Giving everything you've got

Running a marathon is no simple task. I remember running my first marathon a year ago, with a close friend of mine. It was hard, daunting, strenuous. If you're a fit guy, you'd think that running a marathon is simply maintaining a steady pace across 42km. It is quite true, but then again it's not all.

The both of us went into the marathon hardly prepared. The furthest distance I'd run to prepare for the race was probably about 5km or so, not even an eighth of the entire race. Then, the first few kilometres breezed by. It felt so good running past people, just letting our legs fly in the cool morning wind. I felt great.

As time passed by, however, aches started kicking in. Practically every part of my body ached at least once—my thighs, my calves, my abs, my shoulders... not my neck muscles though. At some point of time it felt like I couldn't go on. I'm sure I couldn't have went on if I didn't have company. You know, I was relying on this... spirit bond (no reference to DotA's Syllabear) with my friend—if he could make it, I could; if he couldn't, I couldn't.

To me, a marathon is a test of both a person's physical and mental endurance. One year down the road, I'm pretty sure that I can't run a marathon. First of all, my stamina took a dip for the worse (and is still dipping, I guess).

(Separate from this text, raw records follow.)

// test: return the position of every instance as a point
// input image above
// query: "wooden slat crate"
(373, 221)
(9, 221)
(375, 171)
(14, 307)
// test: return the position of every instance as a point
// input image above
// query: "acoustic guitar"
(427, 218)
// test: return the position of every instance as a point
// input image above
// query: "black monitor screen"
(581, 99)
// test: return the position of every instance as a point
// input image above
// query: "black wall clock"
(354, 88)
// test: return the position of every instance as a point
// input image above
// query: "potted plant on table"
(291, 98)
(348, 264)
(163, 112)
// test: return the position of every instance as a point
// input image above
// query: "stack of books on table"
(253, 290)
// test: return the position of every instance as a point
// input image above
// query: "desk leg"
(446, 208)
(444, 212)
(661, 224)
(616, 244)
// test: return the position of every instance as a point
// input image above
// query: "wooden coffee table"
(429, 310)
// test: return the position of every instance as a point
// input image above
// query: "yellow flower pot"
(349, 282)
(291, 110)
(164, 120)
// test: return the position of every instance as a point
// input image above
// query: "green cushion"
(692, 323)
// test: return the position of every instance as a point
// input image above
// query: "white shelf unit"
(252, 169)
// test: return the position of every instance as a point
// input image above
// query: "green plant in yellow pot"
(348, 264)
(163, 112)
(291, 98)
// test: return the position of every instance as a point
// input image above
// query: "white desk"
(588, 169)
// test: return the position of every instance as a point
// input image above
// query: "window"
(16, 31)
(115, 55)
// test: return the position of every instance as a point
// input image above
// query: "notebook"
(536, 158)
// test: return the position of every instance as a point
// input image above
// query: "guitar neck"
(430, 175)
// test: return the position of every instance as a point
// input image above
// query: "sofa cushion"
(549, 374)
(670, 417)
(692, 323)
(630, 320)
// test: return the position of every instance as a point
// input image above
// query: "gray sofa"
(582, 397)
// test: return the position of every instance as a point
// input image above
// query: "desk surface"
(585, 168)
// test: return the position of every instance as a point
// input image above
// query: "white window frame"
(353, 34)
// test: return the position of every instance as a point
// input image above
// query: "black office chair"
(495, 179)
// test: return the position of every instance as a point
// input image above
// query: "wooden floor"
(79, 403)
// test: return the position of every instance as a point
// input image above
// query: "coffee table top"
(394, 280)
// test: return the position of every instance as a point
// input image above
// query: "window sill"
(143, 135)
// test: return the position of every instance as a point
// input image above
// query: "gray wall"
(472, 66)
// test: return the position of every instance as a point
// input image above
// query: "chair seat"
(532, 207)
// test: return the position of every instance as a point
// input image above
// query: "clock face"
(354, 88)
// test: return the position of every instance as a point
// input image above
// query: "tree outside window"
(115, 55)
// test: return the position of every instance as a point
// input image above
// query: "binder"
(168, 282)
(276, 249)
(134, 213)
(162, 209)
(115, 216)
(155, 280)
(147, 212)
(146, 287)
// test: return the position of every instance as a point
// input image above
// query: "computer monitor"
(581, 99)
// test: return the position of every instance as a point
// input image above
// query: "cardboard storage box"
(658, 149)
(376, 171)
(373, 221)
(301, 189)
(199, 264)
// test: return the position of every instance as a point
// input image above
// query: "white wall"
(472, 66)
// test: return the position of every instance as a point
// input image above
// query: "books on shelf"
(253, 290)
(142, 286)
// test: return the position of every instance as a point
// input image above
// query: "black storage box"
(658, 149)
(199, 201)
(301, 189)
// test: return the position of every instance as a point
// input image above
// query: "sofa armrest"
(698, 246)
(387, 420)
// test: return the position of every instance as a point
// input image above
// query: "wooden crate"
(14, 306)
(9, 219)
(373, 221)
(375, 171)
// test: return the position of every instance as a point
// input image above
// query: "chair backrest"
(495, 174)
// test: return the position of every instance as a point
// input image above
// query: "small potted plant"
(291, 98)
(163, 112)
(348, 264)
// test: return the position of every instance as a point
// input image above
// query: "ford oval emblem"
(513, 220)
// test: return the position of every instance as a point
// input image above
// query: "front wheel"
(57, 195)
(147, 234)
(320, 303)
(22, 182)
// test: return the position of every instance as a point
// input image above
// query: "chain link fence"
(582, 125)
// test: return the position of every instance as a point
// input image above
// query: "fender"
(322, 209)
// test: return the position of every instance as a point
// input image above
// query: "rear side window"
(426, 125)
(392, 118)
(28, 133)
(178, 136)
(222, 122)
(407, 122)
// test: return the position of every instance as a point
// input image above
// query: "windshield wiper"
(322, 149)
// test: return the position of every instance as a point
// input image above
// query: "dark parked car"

And then, I'm also not motivated to run a marathon.

I wouldn't advise anyone to run a marathon if he just wants to do it for the accomplishment—the pride, the sense of achievement, the medal, and the finisher tee. It's because, at the end of the marathon, you actually start questioning yourself: who, really, is impressed by your run? What's changed after fighting so hard? I don't know. For me, it leaves me all dull and gloomy... I'd advise you to run a marathon only if you want to run it, if you have a desire for it, be it for friends, or... yourself.